In recent years persistant cases of human CPD have been treated successfully by the topical application of creams containing anti-viral drugs. In particular, Cidofovir (1%), a nucleoside analogue and Imiquimod (5%), an activator of the human immune system, have been used successfully, even in immuno-compromised individuals (Geerinck et al., 2001; Lederman et al., 2007).
The prevalence of CPD in humans is difficult to assess.
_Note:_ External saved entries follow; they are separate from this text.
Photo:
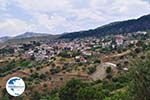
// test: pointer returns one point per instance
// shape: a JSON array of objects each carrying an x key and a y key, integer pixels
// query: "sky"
[{"x": 61, "y": 16}]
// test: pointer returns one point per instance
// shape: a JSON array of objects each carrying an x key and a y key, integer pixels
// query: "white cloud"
[
  {"x": 14, "y": 27},
  {"x": 44, "y": 5}
]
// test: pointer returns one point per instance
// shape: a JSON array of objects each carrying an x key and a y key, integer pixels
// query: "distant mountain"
[
  {"x": 134, "y": 25},
  {"x": 5, "y": 38},
  {"x": 30, "y": 34}
]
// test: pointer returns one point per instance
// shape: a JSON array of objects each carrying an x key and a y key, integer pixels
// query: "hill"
[{"x": 134, "y": 25}]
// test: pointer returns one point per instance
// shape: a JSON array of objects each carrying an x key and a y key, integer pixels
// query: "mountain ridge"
[{"x": 120, "y": 27}]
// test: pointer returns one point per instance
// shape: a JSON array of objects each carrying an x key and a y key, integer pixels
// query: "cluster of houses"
[{"x": 84, "y": 45}]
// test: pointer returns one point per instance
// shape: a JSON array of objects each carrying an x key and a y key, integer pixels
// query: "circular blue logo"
[{"x": 15, "y": 86}]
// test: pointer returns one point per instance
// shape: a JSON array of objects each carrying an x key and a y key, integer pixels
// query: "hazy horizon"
[{"x": 56, "y": 17}]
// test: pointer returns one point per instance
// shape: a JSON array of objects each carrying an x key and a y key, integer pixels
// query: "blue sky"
[{"x": 59, "y": 16}]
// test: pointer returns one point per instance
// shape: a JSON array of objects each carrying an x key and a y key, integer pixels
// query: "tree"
[{"x": 141, "y": 79}]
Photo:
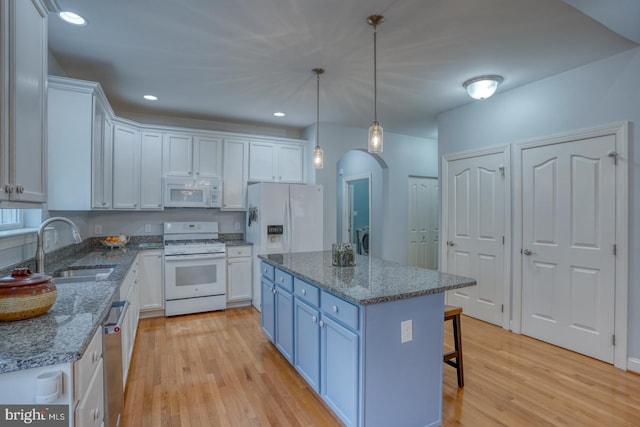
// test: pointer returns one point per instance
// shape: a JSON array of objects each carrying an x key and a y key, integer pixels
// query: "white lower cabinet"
[
  {"x": 88, "y": 380},
  {"x": 90, "y": 410},
  {"x": 129, "y": 291},
  {"x": 239, "y": 287},
  {"x": 150, "y": 278}
]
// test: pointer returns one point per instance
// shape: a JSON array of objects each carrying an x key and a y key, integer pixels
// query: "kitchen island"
[{"x": 368, "y": 339}]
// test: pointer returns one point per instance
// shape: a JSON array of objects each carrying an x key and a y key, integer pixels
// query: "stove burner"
[{"x": 192, "y": 242}]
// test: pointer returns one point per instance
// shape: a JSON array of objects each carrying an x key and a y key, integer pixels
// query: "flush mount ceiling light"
[
  {"x": 72, "y": 18},
  {"x": 482, "y": 87},
  {"x": 318, "y": 155},
  {"x": 375, "y": 130}
]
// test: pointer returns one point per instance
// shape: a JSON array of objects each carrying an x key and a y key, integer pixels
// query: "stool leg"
[{"x": 457, "y": 338}]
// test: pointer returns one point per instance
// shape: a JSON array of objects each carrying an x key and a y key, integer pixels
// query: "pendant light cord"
[
  {"x": 375, "y": 76},
  {"x": 318, "y": 110}
]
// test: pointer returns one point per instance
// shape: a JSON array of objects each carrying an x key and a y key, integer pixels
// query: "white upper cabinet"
[
  {"x": 192, "y": 155},
  {"x": 23, "y": 72},
  {"x": 235, "y": 174},
  {"x": 102, "y": 162},
  {"x": 276, "y": 162},
  {"x": 78, "y": 135},
  {"x": 151, "y": 170},
  {"x": 126, "y": 167},
  {"x": 207, "y": 156}
]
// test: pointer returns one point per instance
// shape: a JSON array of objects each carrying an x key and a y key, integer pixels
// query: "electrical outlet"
[{"x": 406, "y": 331}]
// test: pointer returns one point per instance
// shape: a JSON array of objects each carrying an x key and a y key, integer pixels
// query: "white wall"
[
  {"x": 596, "y": 94},
  {"x": 404, "y": 156}
]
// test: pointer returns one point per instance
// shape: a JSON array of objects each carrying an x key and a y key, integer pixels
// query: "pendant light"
[
  {"x": 318, "y": 155},
  {"x": 375, "y": 130}
]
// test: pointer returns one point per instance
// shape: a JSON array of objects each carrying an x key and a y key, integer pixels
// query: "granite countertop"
[
  {"x": 63, "y": 333},
  {"x": 237, "y": 243},
  {"x": 370, "y": 281}
]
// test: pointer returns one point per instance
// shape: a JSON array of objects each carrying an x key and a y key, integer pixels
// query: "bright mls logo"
[{"x": 34, "y": 415}]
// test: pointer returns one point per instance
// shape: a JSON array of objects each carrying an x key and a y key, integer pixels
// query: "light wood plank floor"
[{"x": 218, "y": 369}]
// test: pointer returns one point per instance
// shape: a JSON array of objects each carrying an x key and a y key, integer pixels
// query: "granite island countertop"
[
  {"x": 370, "y": 281},
  {"x": 63, "y": 333}
]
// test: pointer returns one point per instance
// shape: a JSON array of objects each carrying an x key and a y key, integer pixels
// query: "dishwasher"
[{"x": 114, "y": 396}]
Several studies have reported that between a third and half of those people working with sheep develop CPD lesions at some time during their working lives (Buchan, 1996; Paiba et al., 1999). Abattoir workers are also known to get CPD (Hodgson-Jones, 1951). Infection in people in the UK coincides with the periods of most sheep handling (PHLS, 1982; Buchan, 1996; Thomas and Salmon, 1997). Disease often occurs in spring and early summer at the end of the lambing season when tasks such as bottle-feeding and vaccinating may be responsible for transmission (Blakemore et al., 1948) and also at the end of the finishing period when lambs are sent to market. Those working in the meat trade are also at higher risk with disease possibly associated with wounding by splinters of bones or teeth from infected sheep or with knives used for cutting mutton.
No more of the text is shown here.